This new offering puts over 50 petabytes of geospatial open data into the hands of business and government leaders. Google Cloud customers and partners can bring together earth observation data with their own data as well as other useful datasets, train models to analyze at scale, and derive meaningful insights about real-world impact. By combining Earth Engine’s powerful platform with Google Cloud’s distinctive data analytics tools and AI technology, we’re bringing the best of Google together.

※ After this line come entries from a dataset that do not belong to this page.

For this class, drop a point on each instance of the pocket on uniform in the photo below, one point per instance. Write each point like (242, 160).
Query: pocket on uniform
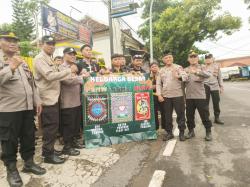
(4, 130)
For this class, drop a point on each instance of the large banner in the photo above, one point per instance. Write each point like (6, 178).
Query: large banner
(57, 22)
(118, 109)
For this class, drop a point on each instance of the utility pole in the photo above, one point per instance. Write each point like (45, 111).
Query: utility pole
(151, 32)
(73, 8)
(110, 29)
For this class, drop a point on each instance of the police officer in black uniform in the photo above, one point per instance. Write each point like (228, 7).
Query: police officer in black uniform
(137, 64)
(18, 97)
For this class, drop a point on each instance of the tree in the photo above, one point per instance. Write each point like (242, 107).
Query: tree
(247, 2)
(22, 22)
(6, 27)
(180, 24)
(33, 8)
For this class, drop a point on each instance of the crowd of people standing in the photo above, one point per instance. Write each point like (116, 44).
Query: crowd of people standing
(53, 92)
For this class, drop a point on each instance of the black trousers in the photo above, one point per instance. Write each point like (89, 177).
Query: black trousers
(177, 104)
(202, 107)
(215, 99)
(71, 120)
(159, 106)
(50, 125)
(17, 127)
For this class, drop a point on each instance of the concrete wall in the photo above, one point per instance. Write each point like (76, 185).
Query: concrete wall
(241, 61)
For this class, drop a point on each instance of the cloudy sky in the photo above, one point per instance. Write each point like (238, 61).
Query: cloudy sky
(235, 45)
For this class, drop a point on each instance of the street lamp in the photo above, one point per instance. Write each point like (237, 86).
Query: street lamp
(151, 32)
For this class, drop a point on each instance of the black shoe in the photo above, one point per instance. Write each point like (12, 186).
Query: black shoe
(77, 145)
(53, 159)
(190, 134)
(181, 136)
(208, 136)
(13, 176)
(31, 167)
(218, 121)
(70, 151)
(167, 137)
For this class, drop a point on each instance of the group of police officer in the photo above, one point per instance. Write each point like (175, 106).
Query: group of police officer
(186, 90)
(54, 91)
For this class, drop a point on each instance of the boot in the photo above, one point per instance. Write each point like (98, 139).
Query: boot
(77, 145)
(53, 159)
(31, 167)
(13, 176)
(181, 136)
(169, 136)
(69, 150)
(208, 135)
(190, 134)
(217, 120)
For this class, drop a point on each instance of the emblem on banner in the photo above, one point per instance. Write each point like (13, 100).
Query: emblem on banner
(97, 109)
(142, 106)
(122, 107)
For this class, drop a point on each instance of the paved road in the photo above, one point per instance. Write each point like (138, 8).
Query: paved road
(224, 162)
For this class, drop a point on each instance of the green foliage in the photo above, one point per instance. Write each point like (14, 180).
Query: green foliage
(179, 25)
(6, 27)
(22, 23)
(33, 7)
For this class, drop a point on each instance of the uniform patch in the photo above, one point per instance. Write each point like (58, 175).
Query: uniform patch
(142, 106)
(97, 109)
(122, 107)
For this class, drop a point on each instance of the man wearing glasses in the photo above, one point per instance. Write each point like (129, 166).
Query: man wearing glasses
(48, 77)
(196, 96)
(18, 97)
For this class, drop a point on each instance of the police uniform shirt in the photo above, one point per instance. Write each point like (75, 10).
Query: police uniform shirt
(17, 90)
(195, 83)
(70, 90)
(167, 85)
(48, 77)
(215, 81)
(92, 67)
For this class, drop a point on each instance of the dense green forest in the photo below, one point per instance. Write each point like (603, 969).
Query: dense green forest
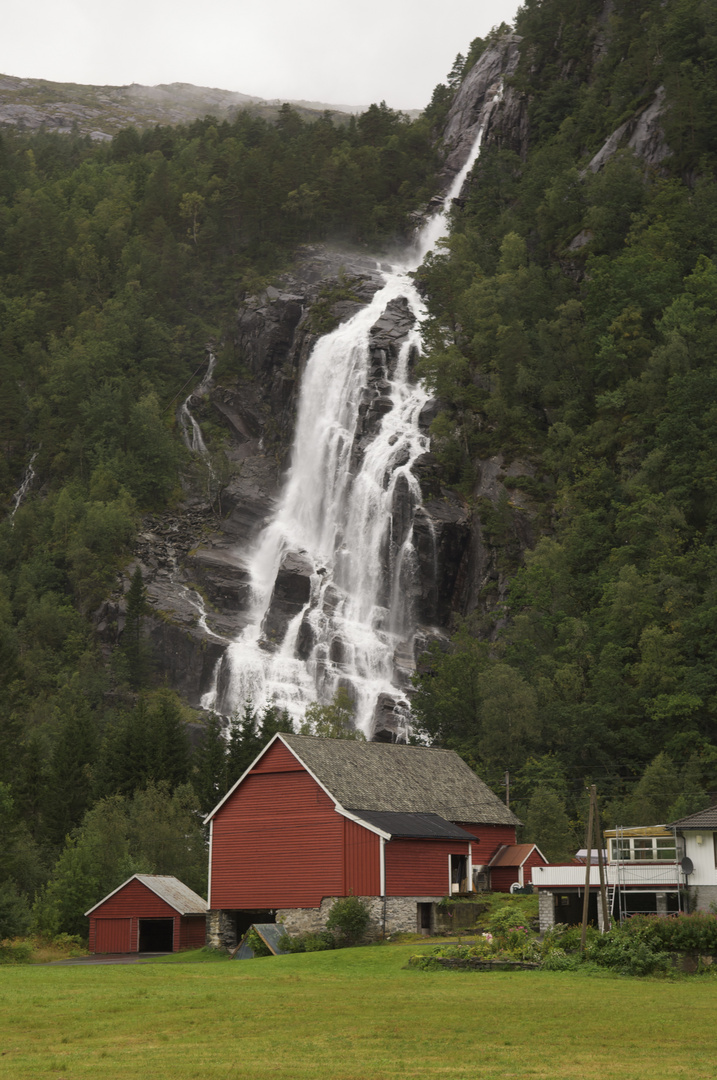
(117, 264)
(590, 363)
(594, 365)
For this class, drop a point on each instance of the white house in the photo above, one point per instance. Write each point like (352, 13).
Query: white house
(654, 869)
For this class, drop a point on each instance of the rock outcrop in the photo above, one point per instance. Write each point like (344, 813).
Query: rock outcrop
(506, 123)
(643, 134)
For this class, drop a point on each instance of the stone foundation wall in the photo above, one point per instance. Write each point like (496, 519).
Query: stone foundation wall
(390, 916)
(220, 930)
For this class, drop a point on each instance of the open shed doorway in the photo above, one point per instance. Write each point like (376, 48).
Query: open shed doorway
(157, 935)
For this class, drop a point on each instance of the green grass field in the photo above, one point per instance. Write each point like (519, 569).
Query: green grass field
(352, 1014)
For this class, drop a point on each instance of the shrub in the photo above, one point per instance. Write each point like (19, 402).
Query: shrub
(349, 917)
(689, 933)
(627, 954)
(15, 952)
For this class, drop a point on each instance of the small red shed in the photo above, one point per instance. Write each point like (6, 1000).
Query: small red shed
(513, 864)
(148, 914)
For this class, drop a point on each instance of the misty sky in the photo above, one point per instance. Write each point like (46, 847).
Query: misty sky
(315, 50)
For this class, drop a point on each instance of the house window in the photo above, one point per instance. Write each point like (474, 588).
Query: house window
(643, 849)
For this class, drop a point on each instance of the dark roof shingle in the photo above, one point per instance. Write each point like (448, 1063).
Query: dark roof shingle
(400, 779)
(416, 825)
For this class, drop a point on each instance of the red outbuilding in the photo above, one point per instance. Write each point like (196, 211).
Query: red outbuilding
(312, 820)
(512, 866)
(148, 914)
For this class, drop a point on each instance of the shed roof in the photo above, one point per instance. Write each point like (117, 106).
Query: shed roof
(400, 779)
(170, 889)
(424, 826)
(704, 819)
(514, 854)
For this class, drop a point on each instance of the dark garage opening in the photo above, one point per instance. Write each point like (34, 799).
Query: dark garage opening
(157, 935)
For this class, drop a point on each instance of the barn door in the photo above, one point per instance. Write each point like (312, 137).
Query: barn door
(112, 935)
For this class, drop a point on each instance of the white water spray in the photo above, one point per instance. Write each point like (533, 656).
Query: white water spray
(190, 429)
(24, 487)
(346, 520)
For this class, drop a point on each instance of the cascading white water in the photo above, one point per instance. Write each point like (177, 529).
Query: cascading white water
(190, 430)
(24, 487)
(336, 523)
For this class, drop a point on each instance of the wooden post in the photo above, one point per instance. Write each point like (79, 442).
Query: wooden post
(598, 840)
(589, 847)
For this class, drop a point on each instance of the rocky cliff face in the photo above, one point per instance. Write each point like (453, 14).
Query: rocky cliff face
(194, 562)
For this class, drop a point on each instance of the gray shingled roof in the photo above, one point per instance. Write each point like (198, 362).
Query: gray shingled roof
(168, 889)
(704, 819)
(391, 777)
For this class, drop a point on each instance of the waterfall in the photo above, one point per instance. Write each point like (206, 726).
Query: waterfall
(28, 476)
(334, 575)
(190, 430)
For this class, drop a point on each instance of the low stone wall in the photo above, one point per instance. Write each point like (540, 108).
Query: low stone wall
(479, 963)
(390, 916)
(449, 918)
(220, 930)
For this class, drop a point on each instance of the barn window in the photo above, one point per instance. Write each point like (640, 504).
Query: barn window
(459, 874)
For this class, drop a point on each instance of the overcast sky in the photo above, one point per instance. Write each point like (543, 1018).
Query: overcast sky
(315, 50)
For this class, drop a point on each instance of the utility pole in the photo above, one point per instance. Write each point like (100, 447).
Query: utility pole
(600, 863)
(589, 860)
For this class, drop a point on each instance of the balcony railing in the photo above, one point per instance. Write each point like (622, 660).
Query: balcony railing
(657, 874)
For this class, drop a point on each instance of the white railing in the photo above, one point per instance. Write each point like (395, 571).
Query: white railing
(626, 874)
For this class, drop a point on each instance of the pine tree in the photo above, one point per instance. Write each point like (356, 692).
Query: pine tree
(210, 765)
(135, 646)
(69, 790)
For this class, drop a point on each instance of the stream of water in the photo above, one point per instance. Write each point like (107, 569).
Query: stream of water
(338, 522)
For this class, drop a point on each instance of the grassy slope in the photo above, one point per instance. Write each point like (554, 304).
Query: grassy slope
(348, 1015)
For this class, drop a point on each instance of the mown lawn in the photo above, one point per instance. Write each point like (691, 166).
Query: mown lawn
(354, 1014)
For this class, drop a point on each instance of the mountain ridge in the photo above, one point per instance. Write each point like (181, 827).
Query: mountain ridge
(99, 111)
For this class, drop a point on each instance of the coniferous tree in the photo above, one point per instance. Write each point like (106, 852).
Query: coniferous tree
(70, 781)
(210, 771)
(135, 646)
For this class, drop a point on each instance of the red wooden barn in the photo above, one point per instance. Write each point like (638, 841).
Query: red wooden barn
(513, 864)
(148, 914)
(315, 819)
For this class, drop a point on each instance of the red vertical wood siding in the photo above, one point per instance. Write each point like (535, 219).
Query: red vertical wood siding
(489, 839)
(276, 841)
(420, 867)
(111, 935)
(135, 902)
(362, 854)
(135, 899)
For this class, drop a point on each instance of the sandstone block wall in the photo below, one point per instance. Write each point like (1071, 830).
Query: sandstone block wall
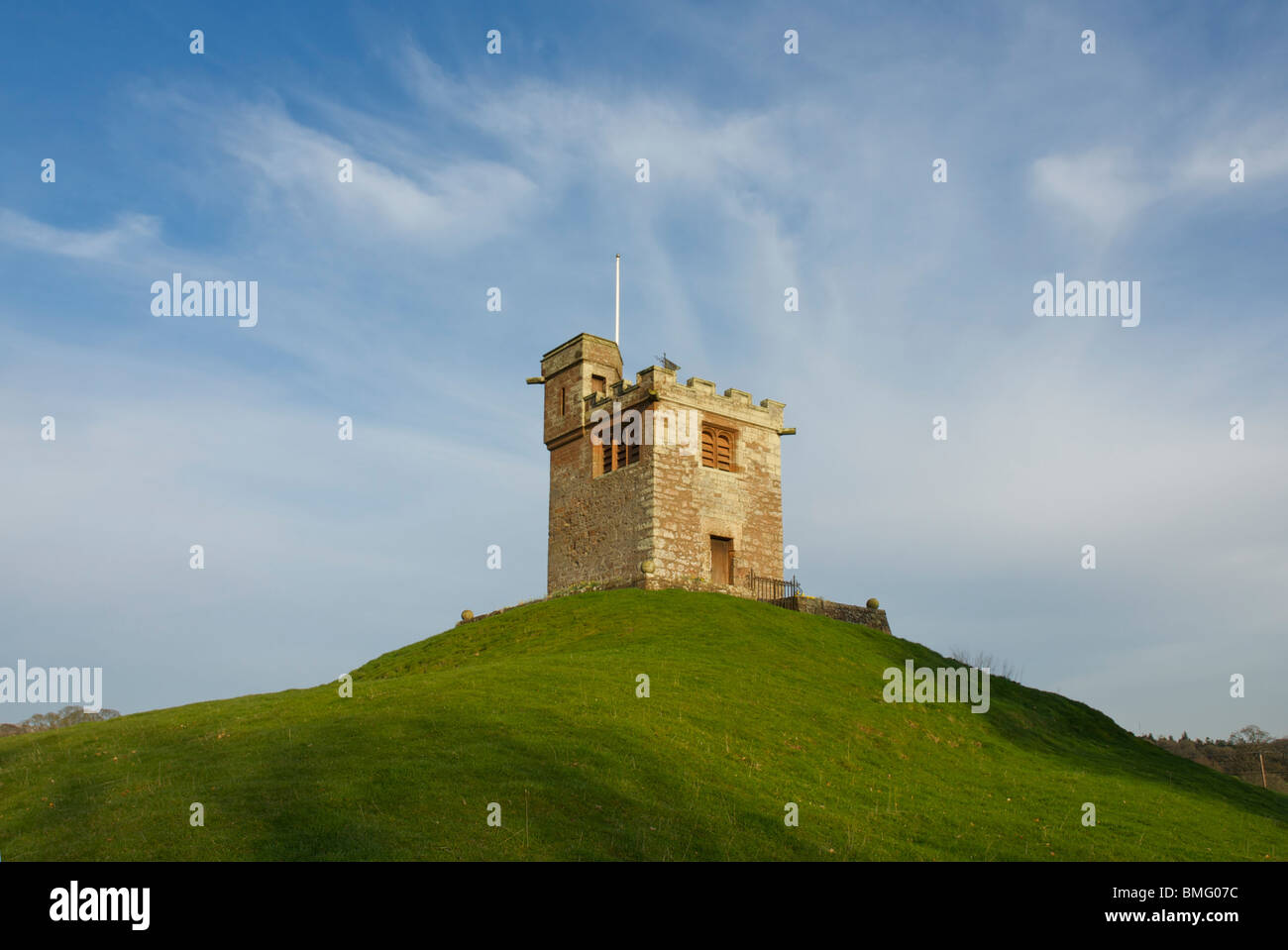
(661, 511)
(867, 617)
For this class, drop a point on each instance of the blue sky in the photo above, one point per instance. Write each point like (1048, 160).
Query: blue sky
(767, 171)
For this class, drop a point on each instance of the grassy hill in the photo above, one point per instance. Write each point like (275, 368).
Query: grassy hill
(751, 707)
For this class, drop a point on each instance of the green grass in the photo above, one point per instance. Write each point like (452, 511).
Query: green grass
(751, 707)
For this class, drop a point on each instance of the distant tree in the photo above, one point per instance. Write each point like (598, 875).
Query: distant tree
(1250, 735)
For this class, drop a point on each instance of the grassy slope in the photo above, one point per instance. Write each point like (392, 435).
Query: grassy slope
(751, 707)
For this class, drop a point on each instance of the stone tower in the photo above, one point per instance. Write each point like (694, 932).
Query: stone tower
(655, 482)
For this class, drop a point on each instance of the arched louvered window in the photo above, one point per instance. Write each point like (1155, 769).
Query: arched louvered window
(717, 448)
(724, 451)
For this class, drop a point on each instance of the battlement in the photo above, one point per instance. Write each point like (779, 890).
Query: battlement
(658, 382)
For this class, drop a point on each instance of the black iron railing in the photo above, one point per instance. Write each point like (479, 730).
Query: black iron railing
(773, 587)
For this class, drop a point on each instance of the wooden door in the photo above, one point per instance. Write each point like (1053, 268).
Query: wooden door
(721, 555)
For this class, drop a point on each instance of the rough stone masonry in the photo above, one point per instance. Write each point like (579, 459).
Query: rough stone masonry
(699, 511)
(691, 497)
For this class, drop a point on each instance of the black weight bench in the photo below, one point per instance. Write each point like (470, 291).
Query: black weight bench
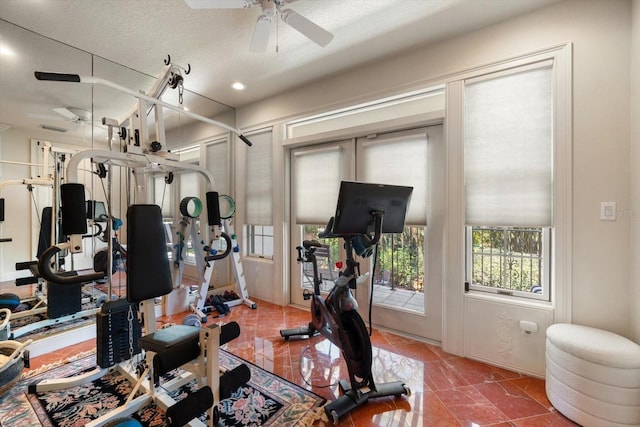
(192, 349)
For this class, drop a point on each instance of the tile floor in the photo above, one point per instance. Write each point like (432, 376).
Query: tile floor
(446, 390)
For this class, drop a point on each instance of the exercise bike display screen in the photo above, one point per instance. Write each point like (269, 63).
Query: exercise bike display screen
(357, 201)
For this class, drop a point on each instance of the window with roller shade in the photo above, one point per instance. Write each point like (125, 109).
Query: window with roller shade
(508, 180)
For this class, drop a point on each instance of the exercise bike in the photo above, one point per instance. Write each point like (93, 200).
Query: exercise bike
(361, 208)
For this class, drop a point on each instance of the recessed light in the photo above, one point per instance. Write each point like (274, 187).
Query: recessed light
(6, 51)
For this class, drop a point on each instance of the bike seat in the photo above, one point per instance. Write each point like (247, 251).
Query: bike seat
(311, 244)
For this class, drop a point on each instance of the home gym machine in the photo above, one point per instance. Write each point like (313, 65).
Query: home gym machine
(51, 304)
(205, 261)
(364, 211)
(194, 350)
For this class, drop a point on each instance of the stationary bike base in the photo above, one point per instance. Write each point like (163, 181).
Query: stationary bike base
(307, 331)
(351, 399)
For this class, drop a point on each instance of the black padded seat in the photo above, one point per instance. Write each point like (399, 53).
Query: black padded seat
(148, 271)
(165, 339)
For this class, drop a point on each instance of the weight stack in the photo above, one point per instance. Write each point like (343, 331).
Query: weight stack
(112, 325)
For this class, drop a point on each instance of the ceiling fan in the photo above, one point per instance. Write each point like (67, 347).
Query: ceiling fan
(69, 114)
(270, 8)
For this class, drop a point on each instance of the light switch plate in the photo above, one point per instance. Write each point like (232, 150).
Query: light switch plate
(608, 211)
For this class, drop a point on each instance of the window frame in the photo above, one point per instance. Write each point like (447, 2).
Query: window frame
(252, 236)
(545, 258)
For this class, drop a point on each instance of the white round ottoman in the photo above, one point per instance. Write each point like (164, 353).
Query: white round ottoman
(593, 376)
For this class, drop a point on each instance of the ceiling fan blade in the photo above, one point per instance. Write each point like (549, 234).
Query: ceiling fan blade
(44, 117)
(219, 4)
(261, 35)
(66, 113)
(315, 33)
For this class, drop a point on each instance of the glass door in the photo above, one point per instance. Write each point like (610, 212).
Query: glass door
(406, 292)
(316, 173)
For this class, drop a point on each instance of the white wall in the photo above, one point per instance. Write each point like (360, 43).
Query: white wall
(600, 33)
(635, 170)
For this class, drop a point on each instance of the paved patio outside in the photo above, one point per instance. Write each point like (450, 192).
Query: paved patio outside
(398, 298)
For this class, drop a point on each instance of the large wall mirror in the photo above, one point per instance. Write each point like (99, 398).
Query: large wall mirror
(70, 115)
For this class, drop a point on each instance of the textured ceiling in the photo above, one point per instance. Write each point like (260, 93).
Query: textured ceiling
(140, 34)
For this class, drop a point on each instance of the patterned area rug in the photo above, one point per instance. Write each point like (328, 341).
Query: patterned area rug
(266, 400)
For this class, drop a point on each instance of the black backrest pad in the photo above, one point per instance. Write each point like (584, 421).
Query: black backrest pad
(148, 273)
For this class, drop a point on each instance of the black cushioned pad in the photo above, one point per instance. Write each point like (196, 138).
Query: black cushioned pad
(148, 272)
(164, 339)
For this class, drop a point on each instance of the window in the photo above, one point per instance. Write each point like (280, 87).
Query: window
(509, 260)
(259, 196)
(508, 169)
(260, 240)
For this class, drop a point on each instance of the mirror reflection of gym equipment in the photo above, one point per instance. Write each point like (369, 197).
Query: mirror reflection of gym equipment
(364, 211)
(128, 339)
(49, 305)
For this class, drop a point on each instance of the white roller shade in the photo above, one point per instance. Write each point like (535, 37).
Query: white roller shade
(259, 179)
(508, 142)
(216, 157)
(398, 159)
(189, 185)
(317, 175)
(162, 194)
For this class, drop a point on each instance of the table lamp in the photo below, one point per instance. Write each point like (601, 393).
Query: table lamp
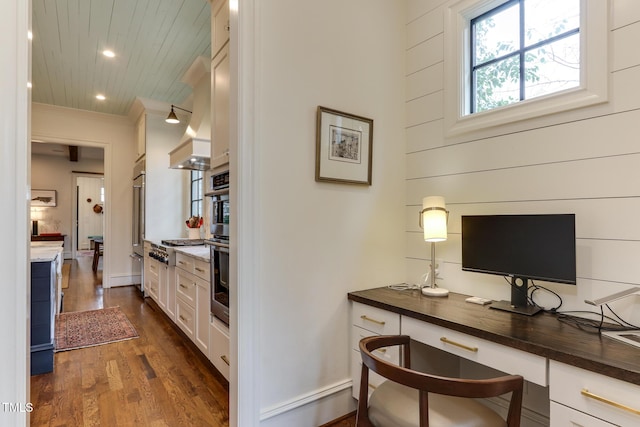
(433, 220)
(36, 215)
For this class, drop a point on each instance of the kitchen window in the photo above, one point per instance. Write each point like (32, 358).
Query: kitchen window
(515, 60)
(197, 182)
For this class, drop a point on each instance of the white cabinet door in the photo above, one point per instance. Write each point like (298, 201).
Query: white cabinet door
(162, 286)
(219, 354)
(202, 315)
(220, 74)
(171, 293)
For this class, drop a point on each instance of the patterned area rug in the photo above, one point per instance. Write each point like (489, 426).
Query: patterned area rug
(90, 328)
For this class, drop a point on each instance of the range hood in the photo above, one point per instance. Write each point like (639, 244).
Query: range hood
(194, 149)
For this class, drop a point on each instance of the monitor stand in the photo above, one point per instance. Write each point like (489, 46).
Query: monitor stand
(527, 310)
(519, 302)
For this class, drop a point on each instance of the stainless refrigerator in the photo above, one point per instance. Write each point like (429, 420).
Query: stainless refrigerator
(138, 218)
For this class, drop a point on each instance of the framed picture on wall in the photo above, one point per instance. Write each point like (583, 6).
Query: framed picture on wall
(41, 198)
(344, 145)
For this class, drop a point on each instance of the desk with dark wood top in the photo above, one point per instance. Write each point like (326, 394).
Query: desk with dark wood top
(543, 334)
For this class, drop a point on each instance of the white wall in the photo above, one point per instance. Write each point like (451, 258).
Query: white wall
(115, 134)
(583, 162)
(15, 226)
(166, 190)
(318, 241)
(55, 173)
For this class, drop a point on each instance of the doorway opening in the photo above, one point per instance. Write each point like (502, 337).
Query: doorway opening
(88, 212)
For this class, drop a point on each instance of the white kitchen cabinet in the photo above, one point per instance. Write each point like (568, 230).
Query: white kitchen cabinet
(170, 308)
(219, 25)
(220, 87)
(202, 315)
(219, 348)
(152, 279)
(193, 299)
(141, 135)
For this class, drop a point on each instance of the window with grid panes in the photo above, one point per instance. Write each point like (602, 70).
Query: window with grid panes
(523, 49)
(197, 180)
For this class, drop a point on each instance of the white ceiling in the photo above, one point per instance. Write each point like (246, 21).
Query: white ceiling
(155, 42)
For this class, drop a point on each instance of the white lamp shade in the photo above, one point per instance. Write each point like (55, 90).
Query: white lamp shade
(434, 219)
(36, 214)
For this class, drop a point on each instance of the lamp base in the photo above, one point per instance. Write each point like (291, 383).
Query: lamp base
(435, 292)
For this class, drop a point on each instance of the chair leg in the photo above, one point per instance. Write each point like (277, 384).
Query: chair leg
(96, 258)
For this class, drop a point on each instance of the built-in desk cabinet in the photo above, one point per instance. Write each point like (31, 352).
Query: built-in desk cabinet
(506, 359)
(575, 398)
(578, 397)
(369, 321)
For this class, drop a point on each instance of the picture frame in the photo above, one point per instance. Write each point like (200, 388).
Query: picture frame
(43, 198)
(344, 147)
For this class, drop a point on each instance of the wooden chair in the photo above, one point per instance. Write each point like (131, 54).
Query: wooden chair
(411, 398)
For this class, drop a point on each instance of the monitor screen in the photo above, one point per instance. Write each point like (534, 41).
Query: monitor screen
(523, 247)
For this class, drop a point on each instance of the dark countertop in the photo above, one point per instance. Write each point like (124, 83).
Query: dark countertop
(542, 334)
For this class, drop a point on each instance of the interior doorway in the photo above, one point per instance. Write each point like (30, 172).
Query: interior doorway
(88, 211)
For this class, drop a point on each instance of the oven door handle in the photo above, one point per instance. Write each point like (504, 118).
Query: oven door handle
(221, 192)
(223, 247)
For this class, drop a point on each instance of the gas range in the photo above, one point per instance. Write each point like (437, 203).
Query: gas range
(165, 251)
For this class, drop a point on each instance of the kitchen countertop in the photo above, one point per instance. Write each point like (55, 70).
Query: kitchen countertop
(46, 251)
(200, 252)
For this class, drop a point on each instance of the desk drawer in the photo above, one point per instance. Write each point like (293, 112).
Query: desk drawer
(568, 386)
(562, 416)
(378, 321)
(390, 354)
(506, 359)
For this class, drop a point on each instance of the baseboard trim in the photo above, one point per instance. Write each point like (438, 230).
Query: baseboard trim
(304, 399)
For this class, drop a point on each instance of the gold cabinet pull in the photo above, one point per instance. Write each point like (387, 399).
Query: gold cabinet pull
(590, 395)
(379, 322)
(457, 344)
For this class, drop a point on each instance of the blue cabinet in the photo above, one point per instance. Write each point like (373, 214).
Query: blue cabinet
(43, 310)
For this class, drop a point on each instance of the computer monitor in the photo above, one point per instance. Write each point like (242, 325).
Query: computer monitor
(522, 247)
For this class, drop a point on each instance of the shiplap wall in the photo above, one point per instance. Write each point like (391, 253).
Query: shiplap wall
(584, 161)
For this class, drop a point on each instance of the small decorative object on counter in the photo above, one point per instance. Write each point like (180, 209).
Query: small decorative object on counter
(193, 224)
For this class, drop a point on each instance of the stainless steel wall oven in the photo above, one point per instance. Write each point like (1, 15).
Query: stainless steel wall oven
(219, 245)
(220, 280)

Already, businesses and organizations across the public sector, agriculture, financial services and consumer goods industries are using insights from this data to improve their operations, better manage and mitigate their risks while also preserving natural resources. For example, consumer goods company Unilever plans to achieve a deforestation-free supply chain for palm oil and other commodities by 2023. With insights from Google Earth Engine and its internal supply chain sourcing information, they can model the source of palm oil to their mills. The U.S. Department of Agriculture is also using Earth Engine to eliminate the overhead of managing vast amounts of geospatial data. This will enable their agency, the National Agricultural Statistics Service, to focus on the analyses of 315 million acres of croplands across the United States. We look forward to seeing more impactful use cases and quantifiable progress towards sustainability goals that Earth Engine will continue to power across organizations.
The time for businesses to act on climate is now, but the advanced analytics resources and sustainability knowledge needed to make change can be hard to access. To make sure businesses can make the most out of Google Earth Engine, we’re working with partners, like NGIS and Climate Engine, to help businesses identify and manage risks related to climate change.